Making these choices doesn’t come so easily because for most of us, our rationale behind these decisions are so embedded in our psyche to just f*cking survive in this world what with it being part of existing as a woman, and we weigh our options based on what will not lead us down a path that might end us up in the hands of an aggressive, entitled dangerous man who could rob us of our life, if not out dignity.

And if that doesn’t get through to you, because our take on what “dignity” means apparently differs from yours, then you’re honestly so drenched, so soaked, so drowned in privilege, so blinkered to hearing and listening to anyone who doesn’t share the same lifestyle, livelihood and outlook as you, perceiving them (i.e. us/women) being a menace, a nuisance and crybabies.
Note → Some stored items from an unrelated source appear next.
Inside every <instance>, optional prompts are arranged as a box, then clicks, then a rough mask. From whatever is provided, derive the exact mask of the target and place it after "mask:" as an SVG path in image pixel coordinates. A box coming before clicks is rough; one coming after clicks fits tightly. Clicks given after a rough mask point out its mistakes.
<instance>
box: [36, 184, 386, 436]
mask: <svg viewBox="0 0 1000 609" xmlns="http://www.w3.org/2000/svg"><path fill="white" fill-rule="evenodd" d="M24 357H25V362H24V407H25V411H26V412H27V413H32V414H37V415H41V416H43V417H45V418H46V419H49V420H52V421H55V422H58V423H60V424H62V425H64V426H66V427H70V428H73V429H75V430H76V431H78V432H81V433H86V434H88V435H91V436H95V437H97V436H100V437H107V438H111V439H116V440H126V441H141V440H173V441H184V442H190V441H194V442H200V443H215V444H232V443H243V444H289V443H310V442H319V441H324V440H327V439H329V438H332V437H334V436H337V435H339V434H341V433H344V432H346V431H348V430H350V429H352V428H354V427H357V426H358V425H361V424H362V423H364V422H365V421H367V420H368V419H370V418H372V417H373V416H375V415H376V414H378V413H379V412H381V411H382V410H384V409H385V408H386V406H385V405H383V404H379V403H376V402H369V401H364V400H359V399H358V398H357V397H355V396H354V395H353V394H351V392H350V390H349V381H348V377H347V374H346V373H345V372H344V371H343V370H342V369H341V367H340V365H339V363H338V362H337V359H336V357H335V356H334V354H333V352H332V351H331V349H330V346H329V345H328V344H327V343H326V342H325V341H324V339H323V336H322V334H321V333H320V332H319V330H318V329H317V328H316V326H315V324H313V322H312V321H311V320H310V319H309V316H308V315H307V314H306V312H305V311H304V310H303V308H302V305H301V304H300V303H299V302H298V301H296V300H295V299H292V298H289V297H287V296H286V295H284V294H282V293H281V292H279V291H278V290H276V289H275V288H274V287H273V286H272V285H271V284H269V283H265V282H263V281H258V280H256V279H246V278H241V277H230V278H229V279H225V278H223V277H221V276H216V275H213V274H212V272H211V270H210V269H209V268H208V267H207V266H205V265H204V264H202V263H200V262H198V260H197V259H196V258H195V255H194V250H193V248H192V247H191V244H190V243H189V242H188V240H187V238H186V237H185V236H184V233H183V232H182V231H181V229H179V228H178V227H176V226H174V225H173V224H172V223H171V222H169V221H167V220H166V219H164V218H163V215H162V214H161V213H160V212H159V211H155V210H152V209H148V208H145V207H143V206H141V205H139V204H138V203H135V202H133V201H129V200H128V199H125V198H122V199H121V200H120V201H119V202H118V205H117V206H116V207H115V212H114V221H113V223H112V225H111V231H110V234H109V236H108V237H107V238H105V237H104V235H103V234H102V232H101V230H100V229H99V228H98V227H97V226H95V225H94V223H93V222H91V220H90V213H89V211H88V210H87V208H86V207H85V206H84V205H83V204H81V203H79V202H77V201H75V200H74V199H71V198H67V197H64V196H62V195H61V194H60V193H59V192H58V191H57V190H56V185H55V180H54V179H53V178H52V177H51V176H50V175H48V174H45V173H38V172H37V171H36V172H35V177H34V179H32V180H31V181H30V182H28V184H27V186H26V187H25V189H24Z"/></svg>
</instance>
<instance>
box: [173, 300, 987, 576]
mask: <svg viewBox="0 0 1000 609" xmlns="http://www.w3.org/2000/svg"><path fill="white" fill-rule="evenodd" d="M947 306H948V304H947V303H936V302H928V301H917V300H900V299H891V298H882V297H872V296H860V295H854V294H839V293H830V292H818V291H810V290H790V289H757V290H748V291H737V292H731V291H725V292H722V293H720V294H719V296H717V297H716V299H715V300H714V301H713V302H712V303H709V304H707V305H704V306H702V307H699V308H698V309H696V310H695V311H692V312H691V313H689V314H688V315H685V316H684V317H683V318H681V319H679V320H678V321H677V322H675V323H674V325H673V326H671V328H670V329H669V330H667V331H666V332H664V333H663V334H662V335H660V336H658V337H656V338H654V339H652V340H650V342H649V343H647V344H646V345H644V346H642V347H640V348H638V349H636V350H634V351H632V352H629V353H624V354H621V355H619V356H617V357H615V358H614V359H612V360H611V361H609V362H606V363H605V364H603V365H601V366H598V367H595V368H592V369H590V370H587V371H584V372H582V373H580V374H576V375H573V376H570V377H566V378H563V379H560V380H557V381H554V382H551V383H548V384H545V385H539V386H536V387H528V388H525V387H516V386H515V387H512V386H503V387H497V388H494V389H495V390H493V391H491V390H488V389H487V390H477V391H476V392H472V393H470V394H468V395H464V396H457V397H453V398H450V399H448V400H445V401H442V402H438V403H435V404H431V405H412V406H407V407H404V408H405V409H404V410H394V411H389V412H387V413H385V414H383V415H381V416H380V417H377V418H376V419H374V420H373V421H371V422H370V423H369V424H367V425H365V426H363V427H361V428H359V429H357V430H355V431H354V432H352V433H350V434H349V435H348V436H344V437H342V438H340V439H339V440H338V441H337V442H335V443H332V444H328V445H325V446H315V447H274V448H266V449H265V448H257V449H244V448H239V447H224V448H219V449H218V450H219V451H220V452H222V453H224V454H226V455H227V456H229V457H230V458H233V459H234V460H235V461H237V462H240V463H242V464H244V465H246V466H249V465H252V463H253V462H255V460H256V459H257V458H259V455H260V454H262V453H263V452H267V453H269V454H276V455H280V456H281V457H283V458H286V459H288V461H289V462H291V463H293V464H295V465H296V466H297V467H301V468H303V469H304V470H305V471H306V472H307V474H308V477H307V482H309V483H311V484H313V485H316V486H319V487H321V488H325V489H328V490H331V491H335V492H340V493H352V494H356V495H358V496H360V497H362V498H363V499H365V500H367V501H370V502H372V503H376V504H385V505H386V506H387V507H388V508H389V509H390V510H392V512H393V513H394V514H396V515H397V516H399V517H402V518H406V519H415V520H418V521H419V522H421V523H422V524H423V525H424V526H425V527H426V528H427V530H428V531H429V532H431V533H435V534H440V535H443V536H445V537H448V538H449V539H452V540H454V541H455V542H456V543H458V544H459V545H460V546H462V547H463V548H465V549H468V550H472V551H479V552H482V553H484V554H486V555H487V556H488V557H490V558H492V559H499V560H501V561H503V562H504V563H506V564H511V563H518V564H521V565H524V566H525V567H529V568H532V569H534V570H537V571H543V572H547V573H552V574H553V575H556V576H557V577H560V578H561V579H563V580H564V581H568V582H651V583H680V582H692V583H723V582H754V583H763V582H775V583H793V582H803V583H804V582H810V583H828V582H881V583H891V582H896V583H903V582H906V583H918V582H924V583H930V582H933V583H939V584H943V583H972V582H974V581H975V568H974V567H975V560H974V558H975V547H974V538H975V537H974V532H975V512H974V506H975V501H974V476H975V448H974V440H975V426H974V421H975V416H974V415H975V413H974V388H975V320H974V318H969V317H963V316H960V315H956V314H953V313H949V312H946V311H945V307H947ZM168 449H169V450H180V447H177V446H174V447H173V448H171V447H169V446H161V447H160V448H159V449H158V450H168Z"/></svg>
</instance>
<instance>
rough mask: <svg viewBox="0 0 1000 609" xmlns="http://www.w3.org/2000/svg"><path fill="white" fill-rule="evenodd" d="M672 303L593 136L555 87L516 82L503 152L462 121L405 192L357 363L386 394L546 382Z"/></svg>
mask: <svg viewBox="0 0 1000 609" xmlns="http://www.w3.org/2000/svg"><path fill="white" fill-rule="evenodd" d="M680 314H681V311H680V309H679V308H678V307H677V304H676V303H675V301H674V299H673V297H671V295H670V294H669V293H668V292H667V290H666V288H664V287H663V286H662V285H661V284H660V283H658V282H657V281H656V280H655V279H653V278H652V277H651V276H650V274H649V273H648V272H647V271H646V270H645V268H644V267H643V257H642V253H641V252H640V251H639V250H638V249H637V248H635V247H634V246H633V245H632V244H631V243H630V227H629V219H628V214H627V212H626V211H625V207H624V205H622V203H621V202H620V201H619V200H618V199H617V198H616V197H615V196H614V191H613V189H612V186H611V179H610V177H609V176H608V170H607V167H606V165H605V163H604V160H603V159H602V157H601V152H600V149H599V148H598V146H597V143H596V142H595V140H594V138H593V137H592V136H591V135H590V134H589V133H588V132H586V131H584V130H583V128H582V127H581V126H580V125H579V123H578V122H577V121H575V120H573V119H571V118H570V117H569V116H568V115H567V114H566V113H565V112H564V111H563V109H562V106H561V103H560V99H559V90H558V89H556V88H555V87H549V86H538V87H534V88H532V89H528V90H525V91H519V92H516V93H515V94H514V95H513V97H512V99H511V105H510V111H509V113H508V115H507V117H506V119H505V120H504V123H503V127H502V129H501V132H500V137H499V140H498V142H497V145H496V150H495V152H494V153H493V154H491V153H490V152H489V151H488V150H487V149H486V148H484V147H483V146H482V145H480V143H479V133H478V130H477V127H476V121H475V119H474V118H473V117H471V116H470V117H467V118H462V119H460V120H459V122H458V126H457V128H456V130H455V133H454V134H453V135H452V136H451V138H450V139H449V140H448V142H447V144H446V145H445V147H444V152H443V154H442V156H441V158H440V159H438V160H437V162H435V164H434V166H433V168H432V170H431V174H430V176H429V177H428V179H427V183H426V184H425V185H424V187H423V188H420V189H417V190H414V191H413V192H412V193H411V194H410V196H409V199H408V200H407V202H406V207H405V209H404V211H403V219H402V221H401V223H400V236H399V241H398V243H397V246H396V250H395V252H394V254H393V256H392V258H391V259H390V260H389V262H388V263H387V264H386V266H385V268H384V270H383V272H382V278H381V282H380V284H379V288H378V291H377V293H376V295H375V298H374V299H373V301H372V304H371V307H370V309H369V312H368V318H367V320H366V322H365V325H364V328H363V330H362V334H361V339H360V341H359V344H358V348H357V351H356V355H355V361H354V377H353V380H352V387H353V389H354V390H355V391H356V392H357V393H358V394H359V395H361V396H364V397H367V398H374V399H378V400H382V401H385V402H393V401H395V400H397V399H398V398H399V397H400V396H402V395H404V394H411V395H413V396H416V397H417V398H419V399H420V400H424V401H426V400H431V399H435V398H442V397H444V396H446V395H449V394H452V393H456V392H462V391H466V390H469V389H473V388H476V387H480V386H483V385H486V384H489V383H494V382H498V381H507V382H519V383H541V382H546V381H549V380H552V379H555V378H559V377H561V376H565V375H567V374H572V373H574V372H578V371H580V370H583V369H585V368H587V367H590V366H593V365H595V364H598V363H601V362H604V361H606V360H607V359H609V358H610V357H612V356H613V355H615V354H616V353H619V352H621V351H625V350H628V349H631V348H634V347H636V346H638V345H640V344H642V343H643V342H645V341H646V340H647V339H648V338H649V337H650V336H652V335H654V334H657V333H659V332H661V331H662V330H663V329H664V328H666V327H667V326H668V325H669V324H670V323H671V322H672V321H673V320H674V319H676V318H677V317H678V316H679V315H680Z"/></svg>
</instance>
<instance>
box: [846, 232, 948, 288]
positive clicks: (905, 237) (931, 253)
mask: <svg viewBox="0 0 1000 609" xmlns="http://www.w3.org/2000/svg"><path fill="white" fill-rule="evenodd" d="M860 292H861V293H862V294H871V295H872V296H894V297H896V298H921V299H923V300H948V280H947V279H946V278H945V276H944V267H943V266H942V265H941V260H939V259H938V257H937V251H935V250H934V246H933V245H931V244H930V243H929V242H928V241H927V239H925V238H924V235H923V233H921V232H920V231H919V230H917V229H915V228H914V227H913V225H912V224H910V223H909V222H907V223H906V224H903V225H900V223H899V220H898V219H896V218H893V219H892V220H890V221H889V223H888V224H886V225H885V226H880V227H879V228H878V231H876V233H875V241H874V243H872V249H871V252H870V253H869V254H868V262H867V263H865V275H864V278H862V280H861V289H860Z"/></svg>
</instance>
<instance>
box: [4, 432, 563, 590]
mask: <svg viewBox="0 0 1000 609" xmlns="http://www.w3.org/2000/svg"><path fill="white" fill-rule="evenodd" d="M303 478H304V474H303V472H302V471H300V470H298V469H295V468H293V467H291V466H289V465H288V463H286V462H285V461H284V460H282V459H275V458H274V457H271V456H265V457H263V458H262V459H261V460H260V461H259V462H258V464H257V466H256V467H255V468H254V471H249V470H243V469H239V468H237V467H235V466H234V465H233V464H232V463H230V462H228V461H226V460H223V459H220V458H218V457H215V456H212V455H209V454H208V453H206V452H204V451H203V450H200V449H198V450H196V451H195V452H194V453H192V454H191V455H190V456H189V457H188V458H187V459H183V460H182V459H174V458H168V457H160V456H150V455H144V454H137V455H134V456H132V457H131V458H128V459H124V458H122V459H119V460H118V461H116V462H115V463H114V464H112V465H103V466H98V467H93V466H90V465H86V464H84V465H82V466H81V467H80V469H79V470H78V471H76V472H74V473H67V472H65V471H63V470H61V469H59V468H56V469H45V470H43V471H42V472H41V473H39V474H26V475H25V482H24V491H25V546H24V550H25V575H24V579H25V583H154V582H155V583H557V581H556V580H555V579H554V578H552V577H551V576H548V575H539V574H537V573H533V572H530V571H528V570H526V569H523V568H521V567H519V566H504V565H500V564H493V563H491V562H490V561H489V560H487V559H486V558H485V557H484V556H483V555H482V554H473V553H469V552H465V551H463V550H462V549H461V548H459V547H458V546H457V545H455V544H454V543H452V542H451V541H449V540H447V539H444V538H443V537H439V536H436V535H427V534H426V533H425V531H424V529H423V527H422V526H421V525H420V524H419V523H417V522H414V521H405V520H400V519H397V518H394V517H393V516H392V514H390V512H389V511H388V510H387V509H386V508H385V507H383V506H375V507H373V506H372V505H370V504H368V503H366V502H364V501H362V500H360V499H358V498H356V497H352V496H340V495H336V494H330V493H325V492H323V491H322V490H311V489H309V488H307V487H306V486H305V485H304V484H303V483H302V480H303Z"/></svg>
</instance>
I don’t want to waste my breath on imbeciles who are unrelenting in their views. My ancestral activists, women and men alike, of all genders and sexualities, ages, ableism, races and classes, did not sacrifice their lives or themselves for us to scrape by at the bottom of the barrel. They fought for generations to follow to bloom, prosper and excel in whatever way we wish, so we could walk beside each other rather than at fragmented starting points. To work, to freely roam streets and public spaces, to vote, to be liberated are not luxuries and should not be treated as such.

For those who are afraid that once we finally hit these milestones, we will be demanding for more, then get yourselves ready because there will always be more. We be coming for it…




Unapologetically and shamelessly feminist. Hear me roar.